My response to this question is shaped by the philosophical practice of phenomenology. Phenomenology begins with a description of lived experience and reflects on the structures that make this experience possible and meaningful. The main insight of phenomenology is that consciousness is relational. As the German philosopher Edmund Husserl put it at the turn of the 20th century, consciousness is consciousness of something; the mind is not a thing but a relation. Meaning is not ‘located’ in the brain like a message in a mailbox; rather, it emerges through an ever-changing relation between the act of thinking and the objects of thought.

Husserl’s student, Martin Heidegger, expanded this notion of relationality into an account of existence as Being-in-the-world. For Heidegger, it is not enough to reflect on the structures of consciousness in a theoretical way. We need to grasp how the meaning of our lived experience arises through a practical engagement with the world, in projects such as hammering a nail or baking a loaf of bread. For Heidegger, as for Husserl, we do not exist as isolated individuals whose basic properties and capacities remain the same in every situation. We are not in the world ‘as the water is “in” the glass or as the garment is “in” the cupboard’, he wrote in Being and Time (1927). Rather, we exist as Being-in-the-world, in a complex interrelation with the situation into which we have been thrown. The work of phenomenology is to make this web of relations visible, so that we can appreciate the complexity of even the most simple, everyday experiences.

Solitary confinement presents a challenge to my practice of phenomenology, both because I have not had this experience myself, and also because the testimony of survivors suggests that the experience of prolonged isolation is also an unraveling of experience: a deterioration of the senses, a becoming-invisible, an annihilation.

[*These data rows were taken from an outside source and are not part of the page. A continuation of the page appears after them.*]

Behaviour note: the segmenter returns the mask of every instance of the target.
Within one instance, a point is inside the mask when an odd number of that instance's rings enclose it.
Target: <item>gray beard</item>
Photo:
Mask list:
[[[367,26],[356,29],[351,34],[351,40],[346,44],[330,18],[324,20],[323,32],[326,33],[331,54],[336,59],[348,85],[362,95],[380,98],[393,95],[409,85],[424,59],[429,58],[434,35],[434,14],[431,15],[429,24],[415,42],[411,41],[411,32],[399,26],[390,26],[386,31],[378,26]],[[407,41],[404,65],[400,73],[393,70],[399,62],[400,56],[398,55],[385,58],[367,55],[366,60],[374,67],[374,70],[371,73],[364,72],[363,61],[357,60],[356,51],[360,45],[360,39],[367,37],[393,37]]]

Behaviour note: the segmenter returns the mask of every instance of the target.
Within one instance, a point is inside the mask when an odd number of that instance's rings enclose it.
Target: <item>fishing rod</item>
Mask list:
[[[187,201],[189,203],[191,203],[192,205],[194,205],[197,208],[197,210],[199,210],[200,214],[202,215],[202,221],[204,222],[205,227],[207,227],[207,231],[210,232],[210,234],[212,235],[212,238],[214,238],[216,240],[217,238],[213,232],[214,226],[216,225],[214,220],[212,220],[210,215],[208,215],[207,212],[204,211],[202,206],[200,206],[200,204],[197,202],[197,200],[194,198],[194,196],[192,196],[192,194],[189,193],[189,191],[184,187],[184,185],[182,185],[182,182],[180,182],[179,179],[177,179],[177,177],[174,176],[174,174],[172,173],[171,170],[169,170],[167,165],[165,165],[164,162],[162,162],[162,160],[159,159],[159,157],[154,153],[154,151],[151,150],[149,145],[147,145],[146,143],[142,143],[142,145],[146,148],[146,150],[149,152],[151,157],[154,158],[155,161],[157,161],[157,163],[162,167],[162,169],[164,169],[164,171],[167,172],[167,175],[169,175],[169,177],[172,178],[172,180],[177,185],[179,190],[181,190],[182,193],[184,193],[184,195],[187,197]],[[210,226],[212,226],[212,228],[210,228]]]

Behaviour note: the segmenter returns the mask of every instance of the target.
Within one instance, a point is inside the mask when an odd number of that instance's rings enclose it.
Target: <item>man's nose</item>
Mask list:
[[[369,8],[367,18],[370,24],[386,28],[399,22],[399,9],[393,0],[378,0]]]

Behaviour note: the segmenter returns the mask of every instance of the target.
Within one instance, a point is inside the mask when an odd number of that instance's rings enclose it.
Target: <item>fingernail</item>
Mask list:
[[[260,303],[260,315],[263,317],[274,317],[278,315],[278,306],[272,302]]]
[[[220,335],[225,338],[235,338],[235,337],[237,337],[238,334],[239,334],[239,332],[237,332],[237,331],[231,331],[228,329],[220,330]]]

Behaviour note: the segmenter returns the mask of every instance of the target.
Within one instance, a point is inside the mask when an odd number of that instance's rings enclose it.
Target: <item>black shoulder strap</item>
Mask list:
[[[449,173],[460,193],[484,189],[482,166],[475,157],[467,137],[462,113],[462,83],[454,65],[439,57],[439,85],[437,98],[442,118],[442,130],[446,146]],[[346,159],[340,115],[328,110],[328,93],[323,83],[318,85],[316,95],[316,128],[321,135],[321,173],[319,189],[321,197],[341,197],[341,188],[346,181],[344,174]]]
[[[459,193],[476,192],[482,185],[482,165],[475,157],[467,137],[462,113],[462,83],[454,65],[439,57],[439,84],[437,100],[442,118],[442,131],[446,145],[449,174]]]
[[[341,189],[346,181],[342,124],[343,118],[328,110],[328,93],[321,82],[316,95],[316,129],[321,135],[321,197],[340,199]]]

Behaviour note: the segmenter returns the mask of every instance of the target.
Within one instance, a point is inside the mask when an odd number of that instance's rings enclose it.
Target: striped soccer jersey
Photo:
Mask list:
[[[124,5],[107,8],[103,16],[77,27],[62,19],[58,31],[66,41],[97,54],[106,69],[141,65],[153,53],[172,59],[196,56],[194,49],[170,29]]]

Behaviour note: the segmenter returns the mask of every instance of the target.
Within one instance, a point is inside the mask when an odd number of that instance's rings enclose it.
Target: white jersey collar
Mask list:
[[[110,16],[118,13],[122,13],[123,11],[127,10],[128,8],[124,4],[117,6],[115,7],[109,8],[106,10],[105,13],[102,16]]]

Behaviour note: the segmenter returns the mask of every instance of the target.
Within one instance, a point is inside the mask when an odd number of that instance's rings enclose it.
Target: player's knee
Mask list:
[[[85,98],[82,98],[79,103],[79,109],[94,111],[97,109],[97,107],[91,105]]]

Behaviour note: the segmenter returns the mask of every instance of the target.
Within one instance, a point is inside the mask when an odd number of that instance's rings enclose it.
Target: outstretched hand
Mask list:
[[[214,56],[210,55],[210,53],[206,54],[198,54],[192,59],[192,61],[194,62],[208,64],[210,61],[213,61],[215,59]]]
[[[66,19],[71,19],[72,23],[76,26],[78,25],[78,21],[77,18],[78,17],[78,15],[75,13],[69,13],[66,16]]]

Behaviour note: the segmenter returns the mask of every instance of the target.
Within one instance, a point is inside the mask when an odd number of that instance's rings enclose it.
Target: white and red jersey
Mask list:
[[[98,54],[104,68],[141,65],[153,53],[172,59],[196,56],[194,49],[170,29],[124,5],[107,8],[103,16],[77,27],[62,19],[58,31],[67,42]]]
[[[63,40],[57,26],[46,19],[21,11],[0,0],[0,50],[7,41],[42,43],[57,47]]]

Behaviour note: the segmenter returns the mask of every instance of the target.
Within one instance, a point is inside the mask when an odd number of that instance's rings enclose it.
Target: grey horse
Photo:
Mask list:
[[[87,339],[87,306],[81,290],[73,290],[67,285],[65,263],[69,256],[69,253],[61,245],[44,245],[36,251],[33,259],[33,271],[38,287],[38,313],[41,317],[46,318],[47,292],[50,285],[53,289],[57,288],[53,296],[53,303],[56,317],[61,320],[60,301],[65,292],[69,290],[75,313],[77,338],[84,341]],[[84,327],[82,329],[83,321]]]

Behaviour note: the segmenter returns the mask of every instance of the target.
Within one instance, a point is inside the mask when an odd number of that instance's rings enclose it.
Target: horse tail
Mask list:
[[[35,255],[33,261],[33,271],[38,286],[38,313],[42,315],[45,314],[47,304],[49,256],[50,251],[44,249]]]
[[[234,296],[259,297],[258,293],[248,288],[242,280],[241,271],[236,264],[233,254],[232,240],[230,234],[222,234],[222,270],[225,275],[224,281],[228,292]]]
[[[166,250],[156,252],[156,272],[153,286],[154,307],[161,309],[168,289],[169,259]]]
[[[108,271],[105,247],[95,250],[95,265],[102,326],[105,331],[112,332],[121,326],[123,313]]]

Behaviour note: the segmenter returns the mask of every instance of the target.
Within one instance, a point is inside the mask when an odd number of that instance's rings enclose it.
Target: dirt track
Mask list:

If the task of phenomenology is to show how we make sense of the world through lived experience, then what should a phenomenologist make of prisoners’ accounts of a living death that no longer makes sense?

Guenther goes on to explain, in long and painful detail, how solitary confinement deprives people of the embodied, relational, and social experiences that enable our humanity and ability to make sense. Because these same qualities are foundational to animist worldviews, we can perhaps better understand why Plains Indians considered imprisonment to be an annihilation or degradation so severe that death was often preferable. Guenther’s story should be required reading for all who believe we have progressed from savagery to civilization.